June 15, 2010 | NOW Lebanon

Umbilically Yours, Says Nasrallah to Iran

Hassan Nasrallah, Hezbollah’s secretary general, has carefully cultivated a personality cult, a central tenet of which is that his word is always true. However, in a speech on the recent anniversary of the death of Ayatollah Ruhollah Khomeini, Nasrallah engaged in dizzying revisionism as he explained one of Khomeini’s most problematic doctrines: the export of the Islamic Revolution.

It was in itself telling, and natural, that this was the facet of Khomeini’s legacy that Nasrallah chose to emphasize. After all, exporting revolution is what lies behind Hezbollah’s very existence.
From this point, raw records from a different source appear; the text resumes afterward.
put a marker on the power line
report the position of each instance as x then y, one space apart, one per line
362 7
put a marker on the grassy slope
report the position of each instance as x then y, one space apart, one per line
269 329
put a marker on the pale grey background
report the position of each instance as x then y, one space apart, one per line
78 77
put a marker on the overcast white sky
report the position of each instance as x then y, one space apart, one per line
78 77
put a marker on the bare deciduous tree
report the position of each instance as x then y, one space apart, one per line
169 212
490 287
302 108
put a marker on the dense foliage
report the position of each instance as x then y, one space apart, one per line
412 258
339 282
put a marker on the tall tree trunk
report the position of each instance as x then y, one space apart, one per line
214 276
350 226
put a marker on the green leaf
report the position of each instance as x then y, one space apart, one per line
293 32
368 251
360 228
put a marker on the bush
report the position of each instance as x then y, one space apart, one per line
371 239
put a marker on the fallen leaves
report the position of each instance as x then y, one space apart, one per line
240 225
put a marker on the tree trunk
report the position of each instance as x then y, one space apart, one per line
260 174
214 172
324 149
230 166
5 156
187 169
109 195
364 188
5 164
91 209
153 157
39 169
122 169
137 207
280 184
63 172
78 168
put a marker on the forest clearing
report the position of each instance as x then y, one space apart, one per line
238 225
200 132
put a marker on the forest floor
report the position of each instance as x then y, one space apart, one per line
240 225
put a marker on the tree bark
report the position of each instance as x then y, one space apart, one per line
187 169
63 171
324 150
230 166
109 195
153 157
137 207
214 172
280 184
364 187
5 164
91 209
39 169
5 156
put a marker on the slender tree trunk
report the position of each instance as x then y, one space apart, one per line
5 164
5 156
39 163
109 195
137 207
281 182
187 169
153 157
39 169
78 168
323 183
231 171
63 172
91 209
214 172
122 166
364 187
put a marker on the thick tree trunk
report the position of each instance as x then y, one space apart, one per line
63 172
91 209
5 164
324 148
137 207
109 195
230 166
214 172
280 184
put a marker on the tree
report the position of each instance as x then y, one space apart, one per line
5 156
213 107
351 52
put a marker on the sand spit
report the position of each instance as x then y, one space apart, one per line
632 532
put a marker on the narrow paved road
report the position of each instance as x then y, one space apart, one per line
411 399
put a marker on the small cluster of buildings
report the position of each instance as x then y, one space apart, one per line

And yet to hear Nasrallah describe it, Iran’s policy was solely destined to spread universal values – “the values of the great prophets of God,” as he put it – through preaching to the oppressed of the earth, who would then be free to find inspiration in these values or not.

According to Nasrallah, “badly-intentioned people” have sought to distort Khomeini’s position by claiming that he intended to dispatch Revolutionary Guards and volunteers “in order to topple regimes and impose values and ideas.” Nasrallah’s notion that there was a rigid dichotomy between Iranian proselytizing and paramilitary activities was in striking contradiction to what Iran’s constitution itself says.

Take this passage from the document’s preamble: “The Army of the Islamic Republic of Iran and the Islamic Revolutionary Guards Corps [IRGC] … will be responsible not only for guarding and preserving the frontiers of the country, but also for fulfilling the ideological mission of jihad in God’s way; that is, extending the sovereignty of God’s law throughout the world (this is in accordance with the Koranic verse, ‘Prepare against them whatever force you are able to muster…’)”.

So, the IRGC is, in fact, a central actor in exporting the revolution. Early on, Mohammad Montazeri (whose father was among the leading Iranian figures behind the idea of creating Hezbollah) and Mehdi Hashemi set up units and offices in the IRGC that dealt with global revolution and the support for “liberation movements” abroad. It was Montazeri who first organized the sending of “volunteers” to Lebanon in 1979 – a prelude to the 1,500 Revolutionary Guards members who followed in 1982. These Pasdaran units provided integrated military and ideological training to Hezbollah’s cadres.

Indeed, the party’s flag once displayed the proclamation “The Islamic Revolution in Lebanon” alongside the previously-mentioned Koranic verse quoted in the Iranian constitution, which remains emblazoned on the Hezbollah flag (and on the IRGC’s emblem) as a reminder of what Hezbollah’s origins and mission are. Similarly, “jihad in the path of God” is what Hezbollah’s deputy secretary general, Naim Qassem, has described as Hezbollah’s guiding project.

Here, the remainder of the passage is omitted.